Thanks, Vitaliy. Yes, you would think that generalization of Shannon entropy would do the job, but I had a quick play with it and wasn't able to get a result. I probably just don't know what I'm doing, though.

Thanks, Henrik. Any example is helpful at the moment; it might help me to derive a general solution.

Simpler:

 p = \[Lambda]^k Exp[-\[Lambda]]/k!;
 -Sum[#, {k, 0, Infinity}] & /@ (p Log[p] // PowerExpand // Expand)

 (*\[Lambda] - \[Lambda]*Log[\[Lambda]] - Sum[-((\[Lambda]^k*Log[k!])/(E^\[Lambda]*k!)), {k, 0, Infinity}]*)

Test:

Integrate[Sin[x] + Cos[x] + Exp[-Pi*x^2 - 1/x], x](*Can't integrate all terms*)

but:

Integrate[#, x] & /@ (Sin[x] + Cos[x] + Exp[-Pi*x^2 - 1/x])
(*-Cos[x] + Integrate[E^(-x^(-1) - Pi*x^2), x] + Sin[x]*)

I successfully solved another pmf, but then I accidentally lost the equation after copying down the result. Now I can't recreate the result!

This is what I'm trying:

q = ((T - 1)/T)^i;
p = (1/T) q;
pmf = if[i = n, q, p];
-Sum[#, {n, 0, Infinity}] & /@ (pmf Log[pmf] // PowerExpand // Expand)

And I previously got a result of:

-((-1 + T) Log[-1 + T]) + T Log[T]

which I verified numerically against other data I have. But now when I run the above commands, I get a very ambiguous result that is hardly simplified at all.

What am I going wrong in trying to recreate the result? It seemed to easy the first time.

Thanks, Henrik, yes it took me a while before I realized that Mathematica uses = for assignment. Apologies for the half-baked plea for help, I did figure it out by myself in the end.

n is the size of the discrete random variable minus one, and i is the index you might say of the outcome, so when calculating numerical values of entropy for a drv of finite size, it computes essentially computes p[i] until i == n where it then computes q[i]. But my mathematics is not very strong and I didn't know how to express that in a way Mathematica would understand, so I actually just got rid of q altogether. The numerical results are spot on, but I'm not sure if the symbolic result is right, given that I dropped the case of when it reaches n (since n is Infinity in the analysis).

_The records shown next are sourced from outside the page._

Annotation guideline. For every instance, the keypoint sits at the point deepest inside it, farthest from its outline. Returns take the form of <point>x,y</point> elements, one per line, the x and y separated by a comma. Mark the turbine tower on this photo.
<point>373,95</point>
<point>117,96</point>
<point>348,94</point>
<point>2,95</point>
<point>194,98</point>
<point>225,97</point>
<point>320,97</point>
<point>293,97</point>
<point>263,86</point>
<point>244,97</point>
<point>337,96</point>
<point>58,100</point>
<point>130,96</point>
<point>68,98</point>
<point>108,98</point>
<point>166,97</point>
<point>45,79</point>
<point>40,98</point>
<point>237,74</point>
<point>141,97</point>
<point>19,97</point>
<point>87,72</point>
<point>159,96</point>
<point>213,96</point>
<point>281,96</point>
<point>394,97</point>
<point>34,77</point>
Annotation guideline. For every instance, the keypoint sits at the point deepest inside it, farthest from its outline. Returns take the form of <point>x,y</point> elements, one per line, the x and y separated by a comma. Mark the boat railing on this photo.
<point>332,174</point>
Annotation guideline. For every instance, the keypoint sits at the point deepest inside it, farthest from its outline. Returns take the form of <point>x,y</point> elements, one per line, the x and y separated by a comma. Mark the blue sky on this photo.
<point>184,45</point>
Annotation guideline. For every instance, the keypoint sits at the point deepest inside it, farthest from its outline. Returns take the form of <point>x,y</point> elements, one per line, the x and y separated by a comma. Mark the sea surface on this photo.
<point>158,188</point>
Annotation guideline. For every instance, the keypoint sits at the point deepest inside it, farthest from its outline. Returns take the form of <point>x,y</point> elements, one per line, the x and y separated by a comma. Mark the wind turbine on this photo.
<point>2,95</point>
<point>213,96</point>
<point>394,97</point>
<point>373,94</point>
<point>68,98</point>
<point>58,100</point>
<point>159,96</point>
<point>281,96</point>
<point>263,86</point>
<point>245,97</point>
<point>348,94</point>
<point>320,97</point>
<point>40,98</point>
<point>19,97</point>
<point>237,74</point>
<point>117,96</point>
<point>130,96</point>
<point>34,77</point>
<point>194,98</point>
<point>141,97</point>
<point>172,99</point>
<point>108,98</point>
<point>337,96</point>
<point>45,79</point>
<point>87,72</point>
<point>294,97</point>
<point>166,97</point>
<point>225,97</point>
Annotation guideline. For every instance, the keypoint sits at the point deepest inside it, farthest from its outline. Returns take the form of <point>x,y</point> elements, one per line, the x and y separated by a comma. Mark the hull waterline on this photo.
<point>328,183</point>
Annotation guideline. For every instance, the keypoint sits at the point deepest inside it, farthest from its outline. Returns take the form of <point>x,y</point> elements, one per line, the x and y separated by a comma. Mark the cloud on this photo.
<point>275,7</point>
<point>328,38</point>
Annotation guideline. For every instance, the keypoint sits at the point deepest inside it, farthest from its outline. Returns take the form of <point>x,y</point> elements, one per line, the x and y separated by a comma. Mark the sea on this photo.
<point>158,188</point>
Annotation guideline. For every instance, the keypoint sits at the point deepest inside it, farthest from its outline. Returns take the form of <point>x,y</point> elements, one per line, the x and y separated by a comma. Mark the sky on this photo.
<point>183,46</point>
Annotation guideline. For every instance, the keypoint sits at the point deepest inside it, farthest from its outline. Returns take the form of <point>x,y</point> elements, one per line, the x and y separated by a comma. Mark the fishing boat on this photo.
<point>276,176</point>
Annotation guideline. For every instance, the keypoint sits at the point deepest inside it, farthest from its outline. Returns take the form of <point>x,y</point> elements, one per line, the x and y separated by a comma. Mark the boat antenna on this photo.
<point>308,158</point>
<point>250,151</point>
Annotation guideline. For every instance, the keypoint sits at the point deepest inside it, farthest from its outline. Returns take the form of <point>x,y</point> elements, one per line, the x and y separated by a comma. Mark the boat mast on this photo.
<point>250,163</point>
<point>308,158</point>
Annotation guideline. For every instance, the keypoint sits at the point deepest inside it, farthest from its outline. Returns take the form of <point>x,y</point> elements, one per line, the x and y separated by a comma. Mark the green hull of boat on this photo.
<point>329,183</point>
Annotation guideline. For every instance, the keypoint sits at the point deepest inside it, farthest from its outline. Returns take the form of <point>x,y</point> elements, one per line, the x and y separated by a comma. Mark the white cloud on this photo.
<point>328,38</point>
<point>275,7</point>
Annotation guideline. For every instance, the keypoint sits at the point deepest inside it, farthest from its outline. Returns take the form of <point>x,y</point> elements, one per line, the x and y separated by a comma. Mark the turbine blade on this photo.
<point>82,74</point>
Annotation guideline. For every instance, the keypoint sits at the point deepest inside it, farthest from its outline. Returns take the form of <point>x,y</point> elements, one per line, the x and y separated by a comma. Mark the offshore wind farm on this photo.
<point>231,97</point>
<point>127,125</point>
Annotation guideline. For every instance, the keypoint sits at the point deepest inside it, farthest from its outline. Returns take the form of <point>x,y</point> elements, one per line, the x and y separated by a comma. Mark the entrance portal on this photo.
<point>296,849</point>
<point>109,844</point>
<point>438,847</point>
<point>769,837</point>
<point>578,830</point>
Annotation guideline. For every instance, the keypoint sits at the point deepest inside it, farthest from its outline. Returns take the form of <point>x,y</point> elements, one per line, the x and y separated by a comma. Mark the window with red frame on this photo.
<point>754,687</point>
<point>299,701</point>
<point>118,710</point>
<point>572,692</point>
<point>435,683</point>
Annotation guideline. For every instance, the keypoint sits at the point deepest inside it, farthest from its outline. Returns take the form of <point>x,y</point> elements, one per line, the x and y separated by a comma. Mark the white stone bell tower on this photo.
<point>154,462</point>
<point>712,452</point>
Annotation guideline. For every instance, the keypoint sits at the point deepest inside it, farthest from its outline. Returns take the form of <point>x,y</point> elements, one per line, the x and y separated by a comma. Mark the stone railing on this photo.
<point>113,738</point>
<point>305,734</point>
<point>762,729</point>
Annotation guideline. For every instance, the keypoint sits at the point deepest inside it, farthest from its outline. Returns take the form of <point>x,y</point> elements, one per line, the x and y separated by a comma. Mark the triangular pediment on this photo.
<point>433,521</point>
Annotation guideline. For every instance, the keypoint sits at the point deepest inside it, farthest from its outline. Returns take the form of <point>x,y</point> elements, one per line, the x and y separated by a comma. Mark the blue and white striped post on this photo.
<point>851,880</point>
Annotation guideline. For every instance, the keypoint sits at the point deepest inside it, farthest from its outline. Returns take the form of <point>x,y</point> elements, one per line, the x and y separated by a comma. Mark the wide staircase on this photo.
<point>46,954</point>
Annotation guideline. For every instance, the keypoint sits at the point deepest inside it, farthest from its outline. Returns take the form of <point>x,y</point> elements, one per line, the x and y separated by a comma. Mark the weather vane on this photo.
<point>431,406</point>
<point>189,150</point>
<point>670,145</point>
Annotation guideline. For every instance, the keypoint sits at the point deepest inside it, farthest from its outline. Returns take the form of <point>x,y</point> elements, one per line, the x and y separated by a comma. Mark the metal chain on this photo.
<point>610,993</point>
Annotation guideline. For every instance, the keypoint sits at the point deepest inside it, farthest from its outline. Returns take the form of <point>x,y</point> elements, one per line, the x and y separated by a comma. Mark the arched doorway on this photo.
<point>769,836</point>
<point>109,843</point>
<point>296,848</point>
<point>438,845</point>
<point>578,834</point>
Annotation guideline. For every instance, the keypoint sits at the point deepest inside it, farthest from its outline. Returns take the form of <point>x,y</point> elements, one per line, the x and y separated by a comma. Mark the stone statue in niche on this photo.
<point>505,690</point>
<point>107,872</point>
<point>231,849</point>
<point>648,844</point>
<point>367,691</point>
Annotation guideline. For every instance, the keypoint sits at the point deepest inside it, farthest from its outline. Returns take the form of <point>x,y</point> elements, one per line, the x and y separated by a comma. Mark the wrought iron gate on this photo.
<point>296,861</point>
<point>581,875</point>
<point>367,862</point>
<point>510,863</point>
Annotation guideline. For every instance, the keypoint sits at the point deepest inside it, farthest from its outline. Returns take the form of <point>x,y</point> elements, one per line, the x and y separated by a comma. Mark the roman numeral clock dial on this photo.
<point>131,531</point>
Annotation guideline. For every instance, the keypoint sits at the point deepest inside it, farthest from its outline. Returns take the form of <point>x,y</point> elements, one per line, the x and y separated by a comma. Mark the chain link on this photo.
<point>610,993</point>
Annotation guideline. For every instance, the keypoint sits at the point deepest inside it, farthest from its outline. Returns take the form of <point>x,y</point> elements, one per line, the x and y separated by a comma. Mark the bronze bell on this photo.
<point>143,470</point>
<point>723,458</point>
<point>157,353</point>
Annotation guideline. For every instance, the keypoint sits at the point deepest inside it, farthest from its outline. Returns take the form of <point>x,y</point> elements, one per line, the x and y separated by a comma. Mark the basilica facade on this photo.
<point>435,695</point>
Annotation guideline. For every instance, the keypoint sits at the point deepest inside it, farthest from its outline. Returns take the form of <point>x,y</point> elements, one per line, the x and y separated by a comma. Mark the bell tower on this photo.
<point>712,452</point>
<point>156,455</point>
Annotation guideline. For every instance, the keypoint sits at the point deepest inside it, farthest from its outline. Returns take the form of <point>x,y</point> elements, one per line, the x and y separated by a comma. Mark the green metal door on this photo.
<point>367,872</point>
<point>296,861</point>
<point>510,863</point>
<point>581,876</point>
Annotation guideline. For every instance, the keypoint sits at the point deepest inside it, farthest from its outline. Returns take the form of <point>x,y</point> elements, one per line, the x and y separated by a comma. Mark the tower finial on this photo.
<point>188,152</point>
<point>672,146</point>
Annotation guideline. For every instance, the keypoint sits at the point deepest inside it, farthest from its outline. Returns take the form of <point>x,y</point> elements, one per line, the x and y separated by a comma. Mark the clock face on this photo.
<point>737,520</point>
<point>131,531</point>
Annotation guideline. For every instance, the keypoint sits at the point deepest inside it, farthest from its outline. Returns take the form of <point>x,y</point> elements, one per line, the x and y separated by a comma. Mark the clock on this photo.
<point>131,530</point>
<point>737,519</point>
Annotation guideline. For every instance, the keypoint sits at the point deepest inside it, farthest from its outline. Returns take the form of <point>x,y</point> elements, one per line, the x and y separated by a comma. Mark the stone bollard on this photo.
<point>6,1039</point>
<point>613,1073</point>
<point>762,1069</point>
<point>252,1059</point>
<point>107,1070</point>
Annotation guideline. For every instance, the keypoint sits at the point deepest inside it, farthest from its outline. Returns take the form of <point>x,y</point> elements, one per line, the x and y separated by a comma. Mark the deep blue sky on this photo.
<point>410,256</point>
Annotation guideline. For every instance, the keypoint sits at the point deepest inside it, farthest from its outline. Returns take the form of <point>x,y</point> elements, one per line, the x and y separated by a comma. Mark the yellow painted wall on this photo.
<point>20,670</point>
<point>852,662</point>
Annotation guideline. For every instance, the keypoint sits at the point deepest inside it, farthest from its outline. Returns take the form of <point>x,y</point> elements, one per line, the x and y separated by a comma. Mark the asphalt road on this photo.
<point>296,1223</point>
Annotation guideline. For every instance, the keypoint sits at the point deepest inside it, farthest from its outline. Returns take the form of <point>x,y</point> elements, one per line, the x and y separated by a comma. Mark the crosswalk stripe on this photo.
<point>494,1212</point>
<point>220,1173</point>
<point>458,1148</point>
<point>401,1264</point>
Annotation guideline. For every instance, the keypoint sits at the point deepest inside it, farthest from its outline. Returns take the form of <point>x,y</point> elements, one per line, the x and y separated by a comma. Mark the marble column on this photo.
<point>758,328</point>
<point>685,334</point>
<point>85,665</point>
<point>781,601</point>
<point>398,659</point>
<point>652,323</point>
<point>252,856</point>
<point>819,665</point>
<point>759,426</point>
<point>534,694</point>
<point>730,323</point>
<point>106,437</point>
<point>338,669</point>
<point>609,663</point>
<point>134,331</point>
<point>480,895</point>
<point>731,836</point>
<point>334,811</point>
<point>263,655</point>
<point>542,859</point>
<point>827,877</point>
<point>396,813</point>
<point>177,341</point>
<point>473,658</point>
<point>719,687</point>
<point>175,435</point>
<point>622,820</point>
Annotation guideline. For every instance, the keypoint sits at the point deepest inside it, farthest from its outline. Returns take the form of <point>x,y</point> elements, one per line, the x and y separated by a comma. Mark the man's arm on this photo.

I also seemed to be having problems with variable declarations leaking from previous calculations. As in, the k variable from calculating Poisson still existed and so if I used k again in the definition of p then it didn't work. I can't explain in detail as I haven't had time to experiment, but essentially I couldn't run the Poisson calculation twice -- the second time would give me an error.

Finally I made the mistake of changing pmf to p in the Sum without removing the definition fo pmf and so the # symbol still referred to pmf although I didn't want it to. Rookie mistakes.

This is what I did in the end, but with a lot of Clear commands preceding it:

q = ((T - 1)/T)^i;
p = (1/T) q;
Simplify[-Sum[#, {i, 0, Infinity}] & /@ (p Log[p] // PowerExpand // Expand)]

Giving the aforementioned result:

-((-1 + T) Log[-1 + T]) + T Log[T]

Thanks for your help.

Thanks for the quick intro, Henrik!

Thanks, Mariusz. That question on the Mathematica overflow is closely related, and it helped me find other people asking the same question as me on there!